Балтийская сага - стр. 75
– Ну так правильно. Не оставлять же противнику.
– Правильно. А какая ответственность – ты понял? – Афанасьев еще закурил. – Представляешь, как мы закрутились? Приготовить и заложить заряды, вывести провода… Хорошо еще, что удалось собрать группу толковых минеров… На кораблях людей мало, бóльшая часть экипажей ушла оборонять Либаву… Ну вот, оставшиеся сошли на берег, и где-то в третьем часу дня мы бабахнули… Зажгли, можно сказать, гавань… Являюсь, как приказано, в штаб, докладываю командиру базы об исполнении. Прошу направить меня в морпехоту. Нет, он уходит со своими штабными на торпедном катере и приказывает мне идти с ними.
Отвернувшись, Афанасьев приоткрыл окно, поглядел на улицу, щелчком выбросил выкуренную папиросу.
– Ну а дальше, Юра? – спросил Сергеев, вдруг ощутив, как тревога подкатывает к горлу.
– Дальше… Пришли мы в Таллин. Заявляюсь в штаб флота, в кадры, за новым назначением. Мне велят: ждите. Жду несколько дней, ночую тут же в комендантской роте. Вдруг – вызывают в прокуратуру на допрос. Как вы посмели взорвать корабли и склады? Да приказ получил такой! Не было приказа, а было самовольство… Мишка, ты поверишь? Глазом не моргнув!
– Кто не моргнул?
– Командир Либавской базы! Его вызвали на очную ставку, и он, даже на меня не взглянув, говорит следователю: «Такого приказа я не отдавал. Уничтожение кораблей и складов – это самовольство Афанасьева. Паникерство и трусость»… Нет, ты можешь понять такое, Мишка? Я – паникер!..
Соскочил с подоконника, сунулся в угол коридора, вернулся, с силой выговорил Сергееву в лицо:
– За что?! За что он хочет меня расстрелять?!
– Кто? – прохрипел Сергеев.
– Товарищ Сталин! Я за него жизнь готов отдать, а он третьего июля чтó сказал? Трусов и паникеров – немедленно под трибунал! Вот комфлот – во исполнение приказа решил меня обвинить…
– Юра, – сказал Сергеев, глаз не сводя с красного, кричащего об ужасе лица Афанасьева. – Юра, трибунал не может ведь так… без доказательств… разберутся же…
– Нет! На лице следователя все написано… Пропал я, Миша… – Теперь слезы текли и текли по щекам Афанасьева. – Ты за меня повоюй…
– Юрка! – Сергеев рванулся к нему, обнял.
Они постояли несколько мгновений, обнявшись.
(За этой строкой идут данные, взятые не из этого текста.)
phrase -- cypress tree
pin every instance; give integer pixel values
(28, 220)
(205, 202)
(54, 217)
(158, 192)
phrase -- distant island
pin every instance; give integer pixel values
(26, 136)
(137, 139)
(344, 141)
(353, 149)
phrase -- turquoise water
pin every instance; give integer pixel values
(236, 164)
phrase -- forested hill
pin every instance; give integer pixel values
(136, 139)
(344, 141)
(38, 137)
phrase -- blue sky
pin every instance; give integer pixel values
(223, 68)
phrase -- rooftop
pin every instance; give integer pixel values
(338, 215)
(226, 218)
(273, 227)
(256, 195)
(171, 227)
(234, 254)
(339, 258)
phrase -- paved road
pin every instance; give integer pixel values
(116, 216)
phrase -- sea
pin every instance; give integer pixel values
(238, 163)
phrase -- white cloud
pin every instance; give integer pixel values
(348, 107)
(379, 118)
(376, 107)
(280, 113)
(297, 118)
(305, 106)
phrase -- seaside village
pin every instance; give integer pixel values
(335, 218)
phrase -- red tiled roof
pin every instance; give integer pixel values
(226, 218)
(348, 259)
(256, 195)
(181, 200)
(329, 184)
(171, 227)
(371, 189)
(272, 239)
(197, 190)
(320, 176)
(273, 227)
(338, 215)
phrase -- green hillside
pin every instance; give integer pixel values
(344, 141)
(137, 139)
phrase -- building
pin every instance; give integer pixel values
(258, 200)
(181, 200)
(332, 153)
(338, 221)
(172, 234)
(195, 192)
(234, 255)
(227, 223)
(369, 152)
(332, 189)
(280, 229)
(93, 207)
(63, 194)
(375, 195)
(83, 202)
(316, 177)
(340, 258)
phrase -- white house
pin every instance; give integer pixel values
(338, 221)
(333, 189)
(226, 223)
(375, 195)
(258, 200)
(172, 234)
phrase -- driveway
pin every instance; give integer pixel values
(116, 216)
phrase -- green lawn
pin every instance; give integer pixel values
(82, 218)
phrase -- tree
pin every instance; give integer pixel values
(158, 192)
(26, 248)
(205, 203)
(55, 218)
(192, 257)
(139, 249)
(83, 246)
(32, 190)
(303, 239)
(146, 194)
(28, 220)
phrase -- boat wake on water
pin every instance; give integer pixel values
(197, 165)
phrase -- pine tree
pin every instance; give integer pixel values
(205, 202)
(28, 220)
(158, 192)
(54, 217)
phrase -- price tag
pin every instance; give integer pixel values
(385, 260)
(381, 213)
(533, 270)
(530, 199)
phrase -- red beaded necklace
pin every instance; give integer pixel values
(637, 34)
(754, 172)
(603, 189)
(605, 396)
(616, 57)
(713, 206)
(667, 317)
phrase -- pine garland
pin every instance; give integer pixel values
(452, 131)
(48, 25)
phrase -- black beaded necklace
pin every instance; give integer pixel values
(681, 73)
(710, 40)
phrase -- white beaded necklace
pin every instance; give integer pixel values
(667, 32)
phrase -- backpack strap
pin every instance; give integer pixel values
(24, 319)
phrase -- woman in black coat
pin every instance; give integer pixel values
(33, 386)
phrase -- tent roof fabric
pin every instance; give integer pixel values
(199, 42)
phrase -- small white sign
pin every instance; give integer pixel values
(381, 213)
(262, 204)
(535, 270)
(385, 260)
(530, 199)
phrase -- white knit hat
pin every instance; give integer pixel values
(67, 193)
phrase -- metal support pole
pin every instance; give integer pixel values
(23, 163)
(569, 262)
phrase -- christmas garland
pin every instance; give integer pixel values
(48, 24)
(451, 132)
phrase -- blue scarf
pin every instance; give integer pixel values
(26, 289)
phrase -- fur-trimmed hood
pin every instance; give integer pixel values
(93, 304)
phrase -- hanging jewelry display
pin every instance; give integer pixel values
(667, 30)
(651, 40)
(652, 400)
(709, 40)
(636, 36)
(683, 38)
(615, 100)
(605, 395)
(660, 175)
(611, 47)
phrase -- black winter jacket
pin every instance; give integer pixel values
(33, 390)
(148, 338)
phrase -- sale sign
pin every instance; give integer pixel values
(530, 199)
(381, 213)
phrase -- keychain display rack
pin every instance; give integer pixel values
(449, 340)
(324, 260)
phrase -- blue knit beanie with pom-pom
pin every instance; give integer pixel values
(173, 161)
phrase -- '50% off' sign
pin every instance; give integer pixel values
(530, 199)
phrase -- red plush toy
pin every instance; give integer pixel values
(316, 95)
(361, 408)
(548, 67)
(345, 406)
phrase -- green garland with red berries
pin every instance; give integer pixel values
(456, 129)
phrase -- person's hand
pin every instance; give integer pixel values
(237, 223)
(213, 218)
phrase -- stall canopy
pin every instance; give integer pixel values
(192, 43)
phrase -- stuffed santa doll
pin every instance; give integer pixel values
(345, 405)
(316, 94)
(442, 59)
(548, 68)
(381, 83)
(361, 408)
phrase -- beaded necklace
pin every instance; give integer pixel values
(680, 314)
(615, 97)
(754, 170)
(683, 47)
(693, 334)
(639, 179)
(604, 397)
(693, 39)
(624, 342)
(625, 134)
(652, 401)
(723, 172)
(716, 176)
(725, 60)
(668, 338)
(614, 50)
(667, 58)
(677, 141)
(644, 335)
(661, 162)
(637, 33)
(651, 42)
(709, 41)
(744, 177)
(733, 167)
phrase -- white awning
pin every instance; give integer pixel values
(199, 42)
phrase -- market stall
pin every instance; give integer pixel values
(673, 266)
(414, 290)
Вдруг Афанасьев отвел руки друга, посмотрел на часы.
– Через сорок минут – опять на допрос. Миша, всем ребятам скажи: не виновен Афанасьев. Ни в чем! Прощай, Миша!
Резко повернулся, пошел к лестнице в конце длинного, полутемного, равнодушного к судьбам человеческим коридора.
Сергеев не стал дожидаться Гаранина, вышел из штаба флота, повернул влево, увидел свою короткую – по полуденному времени – тень, остановился.